In August 2017, in connection with the reverse split, we issued 3,360 shares of common stock due to rounding at exchange and participant levels.

 

In September 2017, an investor converted 270 shares of Series C Preferred stock into 180,000 shares of our common stock on a cashless basis.

 

In September 2017, we entered into an engagement letter with a financial advisor pursuant to which, among other things, we agreed to issue to such financial advisor, in partial consideration of the services to be rendered under the engagement letter, an aggregate of 500,058 shares of our common stock.
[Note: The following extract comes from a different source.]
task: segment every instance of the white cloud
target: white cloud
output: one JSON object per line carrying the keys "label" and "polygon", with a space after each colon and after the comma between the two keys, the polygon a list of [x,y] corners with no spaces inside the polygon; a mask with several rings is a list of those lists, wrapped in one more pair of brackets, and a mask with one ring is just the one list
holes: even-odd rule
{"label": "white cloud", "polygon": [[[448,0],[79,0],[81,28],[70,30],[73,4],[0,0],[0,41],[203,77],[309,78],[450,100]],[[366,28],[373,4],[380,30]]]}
The shares were issued in November 2017 with an aggregate fair value of approximately $1,350,157.

 

Warrants

 

As of December 31, 2017, there were 2,559,612 warrants outstanding, with a weighted average exercise price of $4.28 per share, and annual expirations as follows:

 

Expiring in 2018     11,383  
Expiring in 2019     600,000  
Expiring in 2020     1,189,079  
Expiring in 2021     343,750  
Expiring in 2022     66,667  
Expiring thereafter     348,733  
      2,559,612  

 

On May 21, 2017, the holders of warrants, to purchase 60,944 shares of our common stock at an exercise price of $2.80 per share, exercised such warrants, yielding aggregate gross proceeds to us of $170,643.

 

On November 22, 2017, we issued warrants to purchase 66,667 shares of our common stock to a consultant in connection with a related party convertible note issued in November 2017 at an exercise price of $0.75 and a term of five years with an aggregate fair value of $112,210.

 

A total of 149,111 warrants expired in May 2017.